Peur du noir?
A Morat, Expo.02 nous propose de visiter «Blindekuh». Et de partager un long instant les sentiments que peut éprouver un aveugle. Obscurité totale.
Marcher dans un lieu clos, rien de plus facile. S’accouder à un bar, boire un verre, payer son dû? Pas plus compliqué. Quand on voit. Dans le noir le plus complet, les choses ne sont pas tout à fait aussi simples.
«Blindekuh» se traduit en français par «colin-maillard». A Morat, les visiteurs ont donc la possibilité de déambuler dans un espace noir. De s’y promener, en palpant les murs pour y trouver quelques objets inattendus, en écoutant différentes ambiances sonores.
Sur le sol, du gravier. Mais attention, une zone aussi aquatique qu’inattendue d’eau pourrait bien vous surprendre… Après la promenade, escale au bar. Dans la nuit totale, toujours.
Suivez le guide
La visite se fait, sur réservation, par groupe d’une quinzaine de personnes. Et chaque groupe est accompagné d’un guide. Aveugle. Le nôtre s’appelle Sylvan, il a perdu la vue à l’âge de neuf ans. Depuis, il ne voit rien. Même pas la moindre différence entre clarté et obscurité.

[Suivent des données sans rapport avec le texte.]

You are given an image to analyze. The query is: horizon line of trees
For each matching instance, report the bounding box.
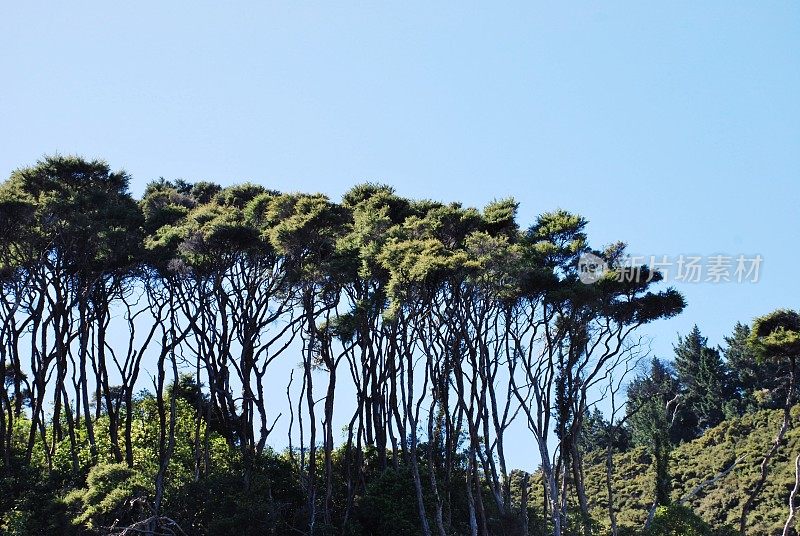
[0,156,800,536]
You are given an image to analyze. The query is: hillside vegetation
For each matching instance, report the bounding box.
[572,406,800,536]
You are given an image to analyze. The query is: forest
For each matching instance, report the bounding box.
[0,156,800,536]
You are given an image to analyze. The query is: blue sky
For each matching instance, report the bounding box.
[0,0,800,464]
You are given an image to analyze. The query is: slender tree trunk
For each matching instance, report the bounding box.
[783,454,800,536]
[739,357,796,536]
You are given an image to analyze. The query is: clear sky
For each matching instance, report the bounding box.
[0,0,800,468]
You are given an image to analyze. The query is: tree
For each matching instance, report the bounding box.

«Mais je ne vois pas noir, précise-t-il. Parce que j’ai des souvenirs. J’ai beaucoup de dessins dans ma tête, et j’en fait toujours de nouveaux. J’emploie mes souvenirs, et en fonction de ce que je sais de la situation où je me trouve, je les adapte.»
Sylvan sera guide à «Blindekuh» pendant toute la durée d’Expo.02, une expérience dont il semble heureux: «C’est une façon de montrer comment on peut voir sans les yeux, mais avec les mains, les pieds, les oreilles.»
De Zurich à Morat
«Un changement de rôle», selon Jürg Spielmann, auteur du projet et aveugle lui-même. «Le but principal est que voyants et non-voyants se rencontrent. Dans la vie quotidienne, il y a beaucoup de préjugés. On sous-estime les personnes handicapées, explique Jürg Spielmann. Dans l’obscurité, on a besoin de leur aide. Et on constate alors qu’elles sont des personnes ‘vollwertig’, avec la même valeur qu’une autre».
L’expérience s’inspire d’un restaurant zurichois, qui porte également le nom de «Blindekuh». Un restaurant où on mange dans l’obscurité, et où on peut ‘assister’ à différentes prestations artistiques.
Même démarche à Morat, où, le week-end, ont lieu des spectacles: animations sonores, mais aussi chanteurs et musiciens (Laurence Revey, Irène Schweizer, Marco Zappa) ou des conteurs (Franz Hohler, Jean-Louis Millet).
Instant et éternité
Fin de l’escale au bar. Nous avons payé nos consommations, non sans nous en être remis à la confiance: dans le noir, feriez-vous la différence entre un billet de 100 francs et un billet de 20?
Nous longeons un couloir, entrevoyons une lueur, qui, progressivement s’affirme. Lorsque nous débouchons à l’extérieur, la lumière explose. Eblouissante. Mais rassurante, aussi. L’expérience est terminée. Intéressante, et même joyeuse. Parce que momentanée. Pour Sylvan, l’obscurité reste de mise.
Le thème générique de l’arteplage moratois, c’est «Instant et éternité»… A sa manière, «Blindekuh» en est bel et bien une illustration.